One of the major benefits of using FAST Search for SharePoint Server 2010 (FS4SP) is the ability to extend the item processing pipeline and modify existing or populate new crawled properties of each document programmatically. This concept may sound complicated at first but in reality it’s not that hard at all. In this blog post I’m going to show how to integrate a C# console application into the processing pipeline and use custom logic to populate an additional crawled property for each item in the search index.
Let’s say we have a number of SharePoint project sites where each site contains information about a different digital camera model and we’d like to tag each document located within any of the project sites with the project name (camera model) in the search index without adding any extra metadata to SharePoint items.
To accomplish that we are going to populate a custom crawled property called Project
by extracting the project name from site urls that match a specific pattern:
- http://intranet/sites/sp2010pillars/Projects/M300/
- http://intranet/sites/sp2010pillars/Projects/M400/
- http://intranet/sites/sp2010pillars/Projects/M500/
- http://intranet/sites/sp2010pillars/Projects/X200/
- http://intranet/sites/sp2010pillars/Projects/X250/
First of all we need to create a new crawled property to be populated. It is a good practice to create a new crawled property category so that the custom crawled properties don’t get mixed up with SharePoint or any other properties in the search index schema. Since crawled property categories are uniquely identified with a GUID, we need to generate a new GUID. One option is to use Visual Studio 2010 for that – Tools -> Create GUID:
Next we’ll use PowerShell to create the new category called Custom
and add the new Project
crawled property to it. In the next blog post I’m planning to show how to add a new refiner to the FAST Search Center based on the values we populate the Project
crawled property with so let’s go ahead and create and map it to a new managed property.

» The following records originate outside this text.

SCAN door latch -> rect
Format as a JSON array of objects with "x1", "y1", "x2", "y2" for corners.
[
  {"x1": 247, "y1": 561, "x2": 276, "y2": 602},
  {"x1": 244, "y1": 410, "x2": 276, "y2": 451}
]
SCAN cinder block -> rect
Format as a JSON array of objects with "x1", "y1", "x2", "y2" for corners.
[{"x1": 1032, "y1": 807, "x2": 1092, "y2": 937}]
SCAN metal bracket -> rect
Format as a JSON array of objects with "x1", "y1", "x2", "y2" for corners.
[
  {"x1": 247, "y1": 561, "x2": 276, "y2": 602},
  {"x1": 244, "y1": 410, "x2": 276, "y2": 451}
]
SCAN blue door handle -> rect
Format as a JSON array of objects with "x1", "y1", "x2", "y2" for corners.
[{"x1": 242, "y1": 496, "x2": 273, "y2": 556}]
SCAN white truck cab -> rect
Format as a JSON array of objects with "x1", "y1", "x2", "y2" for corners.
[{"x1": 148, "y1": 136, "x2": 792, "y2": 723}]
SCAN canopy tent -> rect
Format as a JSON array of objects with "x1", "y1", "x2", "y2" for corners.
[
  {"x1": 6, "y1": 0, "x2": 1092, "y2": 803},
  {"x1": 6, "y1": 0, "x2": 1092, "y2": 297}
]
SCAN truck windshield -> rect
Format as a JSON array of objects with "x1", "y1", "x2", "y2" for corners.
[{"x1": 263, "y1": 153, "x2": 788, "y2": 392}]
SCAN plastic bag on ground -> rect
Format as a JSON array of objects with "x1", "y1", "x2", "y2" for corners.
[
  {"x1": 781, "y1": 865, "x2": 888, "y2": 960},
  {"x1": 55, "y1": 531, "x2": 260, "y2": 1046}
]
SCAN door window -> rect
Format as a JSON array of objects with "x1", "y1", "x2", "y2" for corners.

Add-PSSnapin Microsoft.FASTSearch.Powershell -ErrorAction SilentlyContinue
$guid = "{21FDF551-3231-49C3-A04C-A258052C4B68}"
New-FASTSearchMetadataCategory -Name Custom -Propset $guid
$crawledproperty = New-FASTSearchMetadataCrawledProperty -Name Project -Propset $guid -Varianttype 31
$managedproperty = New-FASTSearchMetadataManagedProperty -Name Project -type 1 -description "Project name extracted from the SharePoint site url"
Set-FASTSearchMetadataManagedProperty -ManagedProperty $managedproperty -Refinement 1
New-FASTSearchMetadataCrawledPropertyMapping -ManagedProperty $managedproperty -CrawledProperty $crawledproperty
Now we are ready to create the console application that contains our custom logic.
The following code is going to be used to read the url
input crawled property value, check if it matches our project site url pattern and extract the project name from the url if it’s a match.
using System;
using System.Linq;
using System.Xml.Linq;
using System.Text.RegularExpressions;
namespace Contoso.ProjectNameExtractor
{
class Program
{
// special property set GUID that contains the url crawled property
public static readonly Guid PROPERTYSET_SPECIAL = new Guid("11280615-f653-448f-8ed8-2915008789f2");
// Custom crawled property category GUID that contains the Region crawled property
public static readonly Guid PROPERTYSET_CUSTOM = new Guid("21FDF551-3231-49C3-A04C-A258052C4B68");
// crawled property name to be populated
public const string PROPERTYNAME_REGION = "Project";
static void Main(string[] args)
{
XDocument inputDoc = XDocument.Load(args[0]);
// retrieve the url input property value
string url = (from cp in inputDoc.Descendants("CrawledProperty")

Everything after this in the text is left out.